Anyway, I just finished Moriko and was feeling that emptiness again. What now? Will I ever find something to get interested in, to feel in my bones and fingers when I write it? Then the UCMagazine wrote and asked about preparing my stories for publishing. That gave me something to do for a day or two. Now I'm in that space again, doubting my abilities and staring at the blank page.
Perhaps, I make too much of my abilities. Who needs to hear my little tales and ravings? I only know that writing and finding the words in which to put my feelings and memories is already a reason enough for me to live. I feel the life to the fullest when I can't sleep, eat or watch TV because the words keep whirling and arranging themselves in my brain.
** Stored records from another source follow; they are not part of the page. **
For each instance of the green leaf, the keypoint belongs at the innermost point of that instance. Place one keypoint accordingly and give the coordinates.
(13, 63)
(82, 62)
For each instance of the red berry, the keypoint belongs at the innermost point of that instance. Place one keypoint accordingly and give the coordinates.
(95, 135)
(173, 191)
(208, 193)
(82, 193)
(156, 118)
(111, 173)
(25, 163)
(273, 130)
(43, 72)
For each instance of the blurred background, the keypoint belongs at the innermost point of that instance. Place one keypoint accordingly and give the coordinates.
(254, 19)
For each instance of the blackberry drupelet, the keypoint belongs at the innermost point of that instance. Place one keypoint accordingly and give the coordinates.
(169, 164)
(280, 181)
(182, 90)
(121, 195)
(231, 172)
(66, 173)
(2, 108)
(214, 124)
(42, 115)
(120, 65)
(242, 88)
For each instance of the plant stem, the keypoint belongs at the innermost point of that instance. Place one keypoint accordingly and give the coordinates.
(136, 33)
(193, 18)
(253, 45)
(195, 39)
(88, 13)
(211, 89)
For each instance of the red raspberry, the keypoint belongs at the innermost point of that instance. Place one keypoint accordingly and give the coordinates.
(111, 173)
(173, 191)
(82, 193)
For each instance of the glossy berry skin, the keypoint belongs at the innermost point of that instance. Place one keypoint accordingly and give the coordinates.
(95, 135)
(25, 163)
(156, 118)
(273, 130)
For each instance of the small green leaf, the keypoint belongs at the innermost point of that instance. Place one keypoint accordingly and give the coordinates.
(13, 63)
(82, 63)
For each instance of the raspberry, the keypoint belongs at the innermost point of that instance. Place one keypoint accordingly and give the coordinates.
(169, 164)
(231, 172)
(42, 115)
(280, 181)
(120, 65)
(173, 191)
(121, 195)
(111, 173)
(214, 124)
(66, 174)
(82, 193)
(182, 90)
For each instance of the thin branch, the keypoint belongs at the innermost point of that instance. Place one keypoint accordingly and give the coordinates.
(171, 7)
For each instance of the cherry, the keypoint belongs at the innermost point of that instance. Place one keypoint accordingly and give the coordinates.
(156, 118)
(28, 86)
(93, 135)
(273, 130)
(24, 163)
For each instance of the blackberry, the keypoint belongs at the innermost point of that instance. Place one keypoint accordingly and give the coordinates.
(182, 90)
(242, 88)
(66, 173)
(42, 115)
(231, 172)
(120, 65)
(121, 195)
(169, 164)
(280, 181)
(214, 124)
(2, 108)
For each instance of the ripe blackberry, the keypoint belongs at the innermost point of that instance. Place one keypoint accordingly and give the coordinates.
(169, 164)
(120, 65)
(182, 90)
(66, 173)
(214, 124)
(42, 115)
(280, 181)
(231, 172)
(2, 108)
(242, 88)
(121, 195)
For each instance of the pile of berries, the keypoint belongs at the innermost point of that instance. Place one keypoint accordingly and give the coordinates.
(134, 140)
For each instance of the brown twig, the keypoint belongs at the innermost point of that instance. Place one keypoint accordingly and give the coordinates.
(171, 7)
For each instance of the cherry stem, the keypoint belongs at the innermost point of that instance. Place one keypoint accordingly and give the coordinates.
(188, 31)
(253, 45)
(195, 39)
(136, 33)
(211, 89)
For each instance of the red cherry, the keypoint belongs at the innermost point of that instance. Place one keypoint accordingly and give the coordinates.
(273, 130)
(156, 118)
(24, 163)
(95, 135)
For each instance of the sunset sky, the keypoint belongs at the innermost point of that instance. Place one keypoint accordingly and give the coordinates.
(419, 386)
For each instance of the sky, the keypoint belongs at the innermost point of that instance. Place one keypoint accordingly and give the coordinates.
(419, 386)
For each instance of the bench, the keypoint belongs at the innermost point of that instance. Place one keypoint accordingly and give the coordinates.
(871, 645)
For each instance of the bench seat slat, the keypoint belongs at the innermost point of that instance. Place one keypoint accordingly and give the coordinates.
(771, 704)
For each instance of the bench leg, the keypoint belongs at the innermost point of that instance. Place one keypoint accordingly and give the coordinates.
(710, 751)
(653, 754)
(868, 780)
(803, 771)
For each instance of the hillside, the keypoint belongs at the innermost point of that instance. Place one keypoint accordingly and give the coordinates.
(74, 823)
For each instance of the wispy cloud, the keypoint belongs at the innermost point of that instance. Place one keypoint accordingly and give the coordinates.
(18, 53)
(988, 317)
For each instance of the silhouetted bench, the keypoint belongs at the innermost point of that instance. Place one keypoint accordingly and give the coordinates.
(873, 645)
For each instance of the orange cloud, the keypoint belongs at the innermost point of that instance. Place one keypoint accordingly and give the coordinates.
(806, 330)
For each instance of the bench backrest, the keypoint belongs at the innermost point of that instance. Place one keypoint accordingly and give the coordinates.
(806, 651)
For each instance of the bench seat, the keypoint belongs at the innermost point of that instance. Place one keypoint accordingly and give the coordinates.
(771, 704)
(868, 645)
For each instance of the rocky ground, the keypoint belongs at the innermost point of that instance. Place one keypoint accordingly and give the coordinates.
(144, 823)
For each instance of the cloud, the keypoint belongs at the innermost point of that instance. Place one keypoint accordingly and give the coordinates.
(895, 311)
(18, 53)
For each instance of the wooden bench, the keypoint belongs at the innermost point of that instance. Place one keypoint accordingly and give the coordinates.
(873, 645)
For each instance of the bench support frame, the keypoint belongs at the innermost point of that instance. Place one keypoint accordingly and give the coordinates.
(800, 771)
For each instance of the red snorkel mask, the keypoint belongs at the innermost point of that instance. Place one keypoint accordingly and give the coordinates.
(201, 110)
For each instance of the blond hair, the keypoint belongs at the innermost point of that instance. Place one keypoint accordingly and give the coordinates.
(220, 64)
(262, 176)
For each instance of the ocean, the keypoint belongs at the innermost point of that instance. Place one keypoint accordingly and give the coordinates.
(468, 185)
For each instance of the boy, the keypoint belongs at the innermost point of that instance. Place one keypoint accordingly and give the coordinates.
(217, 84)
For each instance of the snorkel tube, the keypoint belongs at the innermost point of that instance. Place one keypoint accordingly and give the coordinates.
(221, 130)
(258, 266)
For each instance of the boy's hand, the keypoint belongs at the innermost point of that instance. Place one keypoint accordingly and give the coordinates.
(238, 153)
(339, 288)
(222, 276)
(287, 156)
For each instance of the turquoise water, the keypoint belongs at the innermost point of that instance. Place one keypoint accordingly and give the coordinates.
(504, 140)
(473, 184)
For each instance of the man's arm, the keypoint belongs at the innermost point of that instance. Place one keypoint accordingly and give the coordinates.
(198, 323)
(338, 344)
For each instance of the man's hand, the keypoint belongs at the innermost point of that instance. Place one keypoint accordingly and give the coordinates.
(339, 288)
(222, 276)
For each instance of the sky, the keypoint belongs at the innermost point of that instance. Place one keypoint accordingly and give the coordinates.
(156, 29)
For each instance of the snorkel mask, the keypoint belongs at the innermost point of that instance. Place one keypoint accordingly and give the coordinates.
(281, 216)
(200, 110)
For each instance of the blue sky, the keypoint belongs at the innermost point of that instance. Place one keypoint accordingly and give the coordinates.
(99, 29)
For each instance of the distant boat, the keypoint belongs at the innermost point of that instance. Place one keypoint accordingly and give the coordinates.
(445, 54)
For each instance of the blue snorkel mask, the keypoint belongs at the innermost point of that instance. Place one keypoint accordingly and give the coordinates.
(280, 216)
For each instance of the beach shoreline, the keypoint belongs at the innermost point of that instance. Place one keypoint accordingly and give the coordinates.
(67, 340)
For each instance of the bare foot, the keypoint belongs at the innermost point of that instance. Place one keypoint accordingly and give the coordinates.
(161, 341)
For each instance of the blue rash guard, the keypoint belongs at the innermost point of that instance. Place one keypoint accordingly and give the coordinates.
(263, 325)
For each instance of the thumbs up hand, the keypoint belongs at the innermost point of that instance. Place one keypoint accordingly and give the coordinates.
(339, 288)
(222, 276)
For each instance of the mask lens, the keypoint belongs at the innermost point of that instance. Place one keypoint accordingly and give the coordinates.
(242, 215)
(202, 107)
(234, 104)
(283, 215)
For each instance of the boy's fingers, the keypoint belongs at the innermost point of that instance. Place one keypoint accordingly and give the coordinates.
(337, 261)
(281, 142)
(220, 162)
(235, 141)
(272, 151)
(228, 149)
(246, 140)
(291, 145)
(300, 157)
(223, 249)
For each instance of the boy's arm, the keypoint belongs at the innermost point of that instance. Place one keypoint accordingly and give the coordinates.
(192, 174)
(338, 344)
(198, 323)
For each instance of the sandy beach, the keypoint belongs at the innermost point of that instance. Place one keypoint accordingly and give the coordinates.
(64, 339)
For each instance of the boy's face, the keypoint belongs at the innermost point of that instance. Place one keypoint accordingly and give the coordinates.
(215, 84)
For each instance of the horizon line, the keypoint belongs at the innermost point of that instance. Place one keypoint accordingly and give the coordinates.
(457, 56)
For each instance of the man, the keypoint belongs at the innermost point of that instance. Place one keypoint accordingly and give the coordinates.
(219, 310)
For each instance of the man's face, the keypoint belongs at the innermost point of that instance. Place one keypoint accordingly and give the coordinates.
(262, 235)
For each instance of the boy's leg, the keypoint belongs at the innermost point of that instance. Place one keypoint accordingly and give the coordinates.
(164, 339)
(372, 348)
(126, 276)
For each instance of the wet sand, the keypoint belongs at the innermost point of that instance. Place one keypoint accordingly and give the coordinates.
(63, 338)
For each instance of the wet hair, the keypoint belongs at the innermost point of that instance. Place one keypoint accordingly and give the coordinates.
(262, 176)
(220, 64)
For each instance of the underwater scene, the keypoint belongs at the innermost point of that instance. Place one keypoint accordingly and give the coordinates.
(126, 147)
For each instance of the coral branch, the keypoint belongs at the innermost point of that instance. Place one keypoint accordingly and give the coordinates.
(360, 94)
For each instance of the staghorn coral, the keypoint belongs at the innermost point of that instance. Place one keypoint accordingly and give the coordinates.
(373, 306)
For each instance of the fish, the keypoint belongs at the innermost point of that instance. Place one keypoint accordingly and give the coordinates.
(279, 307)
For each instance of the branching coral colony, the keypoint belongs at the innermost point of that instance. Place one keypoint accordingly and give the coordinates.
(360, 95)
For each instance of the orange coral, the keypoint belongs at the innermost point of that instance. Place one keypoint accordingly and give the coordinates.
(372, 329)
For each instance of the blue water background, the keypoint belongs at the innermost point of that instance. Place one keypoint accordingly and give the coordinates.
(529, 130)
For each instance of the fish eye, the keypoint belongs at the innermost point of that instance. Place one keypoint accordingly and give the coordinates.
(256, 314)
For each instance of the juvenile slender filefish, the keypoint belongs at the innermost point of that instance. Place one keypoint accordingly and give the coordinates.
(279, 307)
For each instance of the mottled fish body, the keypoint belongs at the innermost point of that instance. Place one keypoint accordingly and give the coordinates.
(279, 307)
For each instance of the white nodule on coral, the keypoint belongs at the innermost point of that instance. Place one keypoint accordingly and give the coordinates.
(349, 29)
Pushkin, the Russian poet, wrote this:
I loved you: and, it may be, from my soul The former love has never gone away, But let it not recall to you my dole; I wish not sadden you in any way. I loved you silently, without hope, fully, In diffidence, in jealousy, in pain; I loved you so tenderly and truly, As let you else be loved by any man. © Copyright, 1996 Translated by Yevgeny Bonver, August 1995, Edited by Dmitry Karshtedt, July 1996.
I love Pushkin's works because he, somehow, wrapped great sincerity and passion into the form that would best convey his thoughts and feelings.
I wonder if each of us has an ability to put our passion into the form that is the closest to our heart. For some it may be a poem, for some - a meal, and for others - a golf stroke. What is it for you then?